Forget Rio, Forget Dean — What if Beth Is End Game on NBC’s Good Girls?

Dina Paulson
Cine Suffragette
Published in
4 min readJun 25, 2021
Photo: NBC

It is easy to say Beth Boland (Christina Hendricks) is caught between two men — her husband, Dean Boland (Matthew Lillard), her partner of over twenty years who has cheated on and lied to her and is the father of her four children, and her crime boss and lust-and-or-love interest, Rio (Manny Montana), a businessman and father with a ridiculous internal and external sexiness who thrills, enrages, and scares her. Rio listens to Beth. Dean dismisses Beth. With Rio, Beth has the best sex of her life. Sex with Dean is an afterthought. Rio reflects to Beth she is “way more interesting” than being a good person, while Dean sees Beth in outmoded visions of mother and wife and as a vulnerable woman who can be taken advantage of.

But, perhaps focusing on how Beth is seen and treated by two men central to her life story, as we see it to be in the Good Girls world, is not the right approach to evaluate Beth’s identity. Partnered in marriage or crime life, notwithstanding, Beth is herself first — right?

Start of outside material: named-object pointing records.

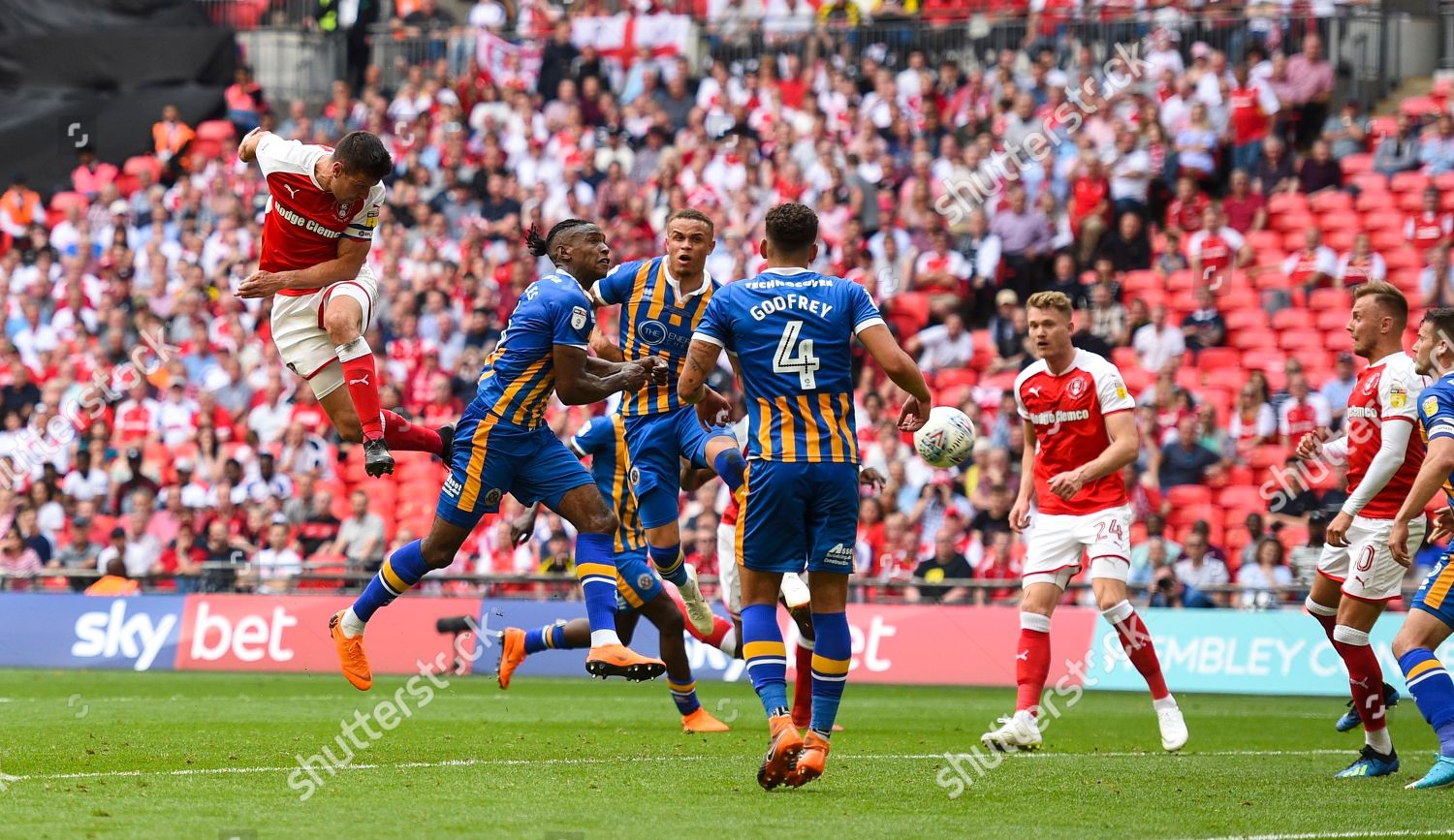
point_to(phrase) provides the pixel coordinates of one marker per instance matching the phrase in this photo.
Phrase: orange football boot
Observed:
(351, 654)
(703, 721)
(810, 761)
(782, 752)
(621, 662)
(512, 654)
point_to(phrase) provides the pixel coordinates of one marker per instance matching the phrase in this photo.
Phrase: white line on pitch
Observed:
(1320, 834)
(616, 761)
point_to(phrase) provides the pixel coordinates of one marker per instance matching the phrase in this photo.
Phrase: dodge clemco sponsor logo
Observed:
(305, 224)
(113, 634)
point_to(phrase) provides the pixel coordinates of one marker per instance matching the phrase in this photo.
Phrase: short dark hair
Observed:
(540, 246)
(694, 215)
(791, 227)
(363, 153)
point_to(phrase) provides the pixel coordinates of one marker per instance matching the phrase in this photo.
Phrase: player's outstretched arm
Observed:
(1438, 464)
(247, 148)
(345, 266)
(582, 380)
(691, 386)
(903, 372)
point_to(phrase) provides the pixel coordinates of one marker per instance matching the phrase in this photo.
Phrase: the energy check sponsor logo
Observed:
(1052, 418)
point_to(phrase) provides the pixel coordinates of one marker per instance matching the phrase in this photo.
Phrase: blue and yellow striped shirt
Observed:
(520, 375)
(793, 333)
(604, 439)
(654, 319)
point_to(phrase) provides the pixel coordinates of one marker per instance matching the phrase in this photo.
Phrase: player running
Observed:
(503, 445)
(791, 331)
(1383, 458)
(662, 299)
(640, 590)
(1079, 433)
(317, 230)
(1431, 615)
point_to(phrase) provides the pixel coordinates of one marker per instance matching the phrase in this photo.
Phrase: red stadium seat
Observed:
(1188, 494)
(1407, 182)
(1216, 358)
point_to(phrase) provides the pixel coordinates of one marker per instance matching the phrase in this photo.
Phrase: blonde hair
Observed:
(1386, 296)
(1056, 301)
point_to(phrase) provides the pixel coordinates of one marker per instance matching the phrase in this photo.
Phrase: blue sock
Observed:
(732, 467)
(767, 657)
(547, 638)
(1433, 691)
(398, 573)
(832, 648)
(596, 572)
(685, 697)
(668, 560)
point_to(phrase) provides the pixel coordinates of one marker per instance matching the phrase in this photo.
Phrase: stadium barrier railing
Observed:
(328, 578)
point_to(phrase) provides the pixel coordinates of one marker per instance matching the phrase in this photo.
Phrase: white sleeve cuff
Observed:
(866, 323)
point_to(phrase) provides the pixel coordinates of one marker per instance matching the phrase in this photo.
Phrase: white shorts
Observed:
(1366, 567)
(794, 590)
(301, 339)
(1058, 543)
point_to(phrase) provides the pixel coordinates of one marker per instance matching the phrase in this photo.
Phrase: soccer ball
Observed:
(945, 439)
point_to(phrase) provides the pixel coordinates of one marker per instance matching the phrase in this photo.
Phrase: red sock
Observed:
(803, 686)
(1136, 639)
(406, 436)
(1364, 676)
(1031, 665)
(363, 381)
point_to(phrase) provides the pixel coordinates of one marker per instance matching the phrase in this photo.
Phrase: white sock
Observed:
(352, 624)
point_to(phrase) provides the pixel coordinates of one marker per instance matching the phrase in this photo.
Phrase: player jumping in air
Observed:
(317, 229)
(1383, 458)
(503, 445)
(1079, 433)
(791, 331)
(640, 590)
(1431, 615)
(662, 299)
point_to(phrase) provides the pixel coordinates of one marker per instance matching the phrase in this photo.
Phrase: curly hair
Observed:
(540, 246)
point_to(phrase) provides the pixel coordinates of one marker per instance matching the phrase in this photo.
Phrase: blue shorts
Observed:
(636, 580)
(657, 444)
(494, 456)
(1437, 592)
(799, 516)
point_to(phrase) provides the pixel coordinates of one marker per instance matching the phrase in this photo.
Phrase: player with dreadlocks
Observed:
(503, 445)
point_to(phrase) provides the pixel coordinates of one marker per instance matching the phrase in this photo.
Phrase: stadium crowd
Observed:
(950, 188)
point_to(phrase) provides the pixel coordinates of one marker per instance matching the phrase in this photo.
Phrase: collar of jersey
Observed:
(677, 287)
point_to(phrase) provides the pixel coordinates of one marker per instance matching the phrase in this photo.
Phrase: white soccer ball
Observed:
(945, 439)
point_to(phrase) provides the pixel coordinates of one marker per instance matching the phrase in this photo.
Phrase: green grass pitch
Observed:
(194, 755)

To take full heart in Beth’s journey alongside her sister, Annie Marks (Mae Whitman) and best friend, Ruby Hill (Retta) as they navigate being mothers and suburban livers to entering Detroit-based crime life, we need to understand Beth’s motivations and internal world. Evolutionary is fine, good, even — when we meet Beth, her pot is overflowing. Messiness is part of getting organized. But, we need some form of compass, pointing semi-forwards, to orient ourselves and cement willful attention in following Beth as she tries to understand herself.

Beth hides inside, a response to an inwardly developed life of parenting her younger sister when she was a teenager herself to marrying her high school sweetheart (Dean) while still young and thus caring for others, before herself, her entire life. She chooses to stay married (a divorce was flirted with in earlier seasons) and continues a low- and high-key lustful and, according to some Brio fans, love-full, complex engagement with Rio. Beth is intoxicated by the crime world, that is, she is good at executing the activities Rio’s brand in money laundering and selling drugs requires — creative thinking and astuteness to detail.

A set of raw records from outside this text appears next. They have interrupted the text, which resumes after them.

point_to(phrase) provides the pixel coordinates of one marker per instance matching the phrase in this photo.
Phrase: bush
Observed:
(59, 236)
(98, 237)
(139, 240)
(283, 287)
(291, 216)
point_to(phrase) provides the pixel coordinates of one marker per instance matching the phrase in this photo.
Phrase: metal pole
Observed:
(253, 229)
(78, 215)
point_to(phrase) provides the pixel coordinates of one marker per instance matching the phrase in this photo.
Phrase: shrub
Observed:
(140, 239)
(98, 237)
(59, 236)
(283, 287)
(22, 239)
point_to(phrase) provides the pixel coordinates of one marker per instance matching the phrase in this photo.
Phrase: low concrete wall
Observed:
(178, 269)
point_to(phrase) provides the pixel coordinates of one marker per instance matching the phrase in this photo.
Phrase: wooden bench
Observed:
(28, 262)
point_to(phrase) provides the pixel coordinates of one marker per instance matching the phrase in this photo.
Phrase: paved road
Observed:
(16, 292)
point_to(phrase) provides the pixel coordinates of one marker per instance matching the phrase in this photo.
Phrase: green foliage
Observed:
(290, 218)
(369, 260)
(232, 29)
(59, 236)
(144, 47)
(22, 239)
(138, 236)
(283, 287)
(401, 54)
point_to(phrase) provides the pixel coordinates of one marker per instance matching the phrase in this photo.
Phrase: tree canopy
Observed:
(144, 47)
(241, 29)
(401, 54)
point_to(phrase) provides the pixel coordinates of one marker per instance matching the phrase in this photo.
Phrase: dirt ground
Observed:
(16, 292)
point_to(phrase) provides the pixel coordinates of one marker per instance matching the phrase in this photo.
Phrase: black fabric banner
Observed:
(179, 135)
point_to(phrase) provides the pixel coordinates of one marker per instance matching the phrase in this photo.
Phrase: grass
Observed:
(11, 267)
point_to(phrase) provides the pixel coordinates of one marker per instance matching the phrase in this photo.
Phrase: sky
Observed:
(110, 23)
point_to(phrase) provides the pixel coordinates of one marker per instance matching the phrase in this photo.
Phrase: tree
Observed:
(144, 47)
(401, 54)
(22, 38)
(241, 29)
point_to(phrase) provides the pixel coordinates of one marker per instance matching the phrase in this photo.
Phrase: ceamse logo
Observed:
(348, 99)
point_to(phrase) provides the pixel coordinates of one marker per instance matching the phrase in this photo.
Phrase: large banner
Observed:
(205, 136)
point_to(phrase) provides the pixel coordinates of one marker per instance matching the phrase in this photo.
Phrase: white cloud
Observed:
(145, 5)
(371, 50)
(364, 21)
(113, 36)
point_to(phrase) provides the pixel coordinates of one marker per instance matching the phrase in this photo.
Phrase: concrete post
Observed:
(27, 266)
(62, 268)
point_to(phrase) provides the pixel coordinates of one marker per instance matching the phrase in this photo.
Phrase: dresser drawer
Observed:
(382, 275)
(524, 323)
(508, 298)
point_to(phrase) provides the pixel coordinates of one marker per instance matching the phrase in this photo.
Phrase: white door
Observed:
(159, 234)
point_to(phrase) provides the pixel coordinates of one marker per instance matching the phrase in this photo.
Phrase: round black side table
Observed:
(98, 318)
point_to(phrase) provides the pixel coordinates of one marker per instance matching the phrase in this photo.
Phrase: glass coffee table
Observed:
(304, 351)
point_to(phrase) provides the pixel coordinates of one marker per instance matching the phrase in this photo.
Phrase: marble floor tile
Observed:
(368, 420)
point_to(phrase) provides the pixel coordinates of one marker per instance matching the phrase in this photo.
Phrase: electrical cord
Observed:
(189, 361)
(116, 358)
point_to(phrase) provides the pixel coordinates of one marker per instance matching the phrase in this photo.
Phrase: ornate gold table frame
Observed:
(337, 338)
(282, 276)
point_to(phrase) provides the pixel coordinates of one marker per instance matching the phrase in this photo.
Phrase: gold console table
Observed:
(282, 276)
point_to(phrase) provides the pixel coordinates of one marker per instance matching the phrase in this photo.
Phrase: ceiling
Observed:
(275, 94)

As I try to sort out Beth’s command of her agency, and moreover, where she enjoys life, Beth’s comment to Dean in season two echoes: “It feels good to be really good at something.”

There are arguments to be made that neither Rio nor Dean are healthful intimate partners for Beth, anyhow. There is a distinction to highlight, primarily that Rio shows potential to care for Beth in a long term way — aware and responsive emotionally — while Dean fractures the opportunity to be a present, positive husband. Beth is no longer in love with Dean. Beth and Rio could develop a significant, fulfilling partnership because they understand and attract each other at a soul level, but they are far from creating that in season four, episode nine. As Redditors point out, what is wrong or even unrealistic about a suburban, stay-at-home mom entering a relationship with a city-oriented crime boss? Why not?

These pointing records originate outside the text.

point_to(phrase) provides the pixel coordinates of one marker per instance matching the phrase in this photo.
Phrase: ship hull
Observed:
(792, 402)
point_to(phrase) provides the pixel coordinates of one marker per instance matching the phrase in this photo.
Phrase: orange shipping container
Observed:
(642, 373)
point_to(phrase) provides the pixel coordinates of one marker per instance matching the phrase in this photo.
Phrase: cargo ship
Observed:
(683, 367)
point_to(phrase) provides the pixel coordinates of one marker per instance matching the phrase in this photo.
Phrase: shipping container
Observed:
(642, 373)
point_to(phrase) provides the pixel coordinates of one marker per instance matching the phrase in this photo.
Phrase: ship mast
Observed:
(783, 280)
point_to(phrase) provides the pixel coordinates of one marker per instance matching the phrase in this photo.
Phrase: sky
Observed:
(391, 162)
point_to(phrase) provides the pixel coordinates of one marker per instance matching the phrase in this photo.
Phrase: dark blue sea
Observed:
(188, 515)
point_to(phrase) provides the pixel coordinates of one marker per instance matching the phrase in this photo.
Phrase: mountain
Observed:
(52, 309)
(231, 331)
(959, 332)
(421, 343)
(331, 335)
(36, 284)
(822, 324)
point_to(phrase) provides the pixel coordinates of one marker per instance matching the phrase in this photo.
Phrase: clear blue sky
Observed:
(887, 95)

For a series founded on ideas and progressivisms of the feminism movement — as a key point, that women respect themselves and are complex individuals capable of making choices and driving their lives to support that self-respect — Beth staying with Dean is conflictual. As much as some Brio fans might love for Beth to sign divorce papers and Rio swoop in a second later in his Mercedes jeep, consider it even more satisfying if Beth took a minute — or two.

Beth alone at the end of Good Girls — and by alone, I mean, unpartnered and very much with self — is radical. Beth lives in response to, as opposed to taking charge of. Beth could become a mom and wife who is also a crime boss, or another vocation giving her purpose and pleasure. Schitt’s Creek’s Alexis Rose (Annie Murphy) serially but superficially dates until she finds true love in Ted Mullens (Dustin Mulligan), but they break-up by the series end to pursue careers in different locations. Single Alexis is a triumph of self and personal growth and, collectively, of women becoming self-determined. I would love to see Beth make choices in her life to explore her definition of fulfillment — in all her wildest, or perhaps, her most natural, imaginations.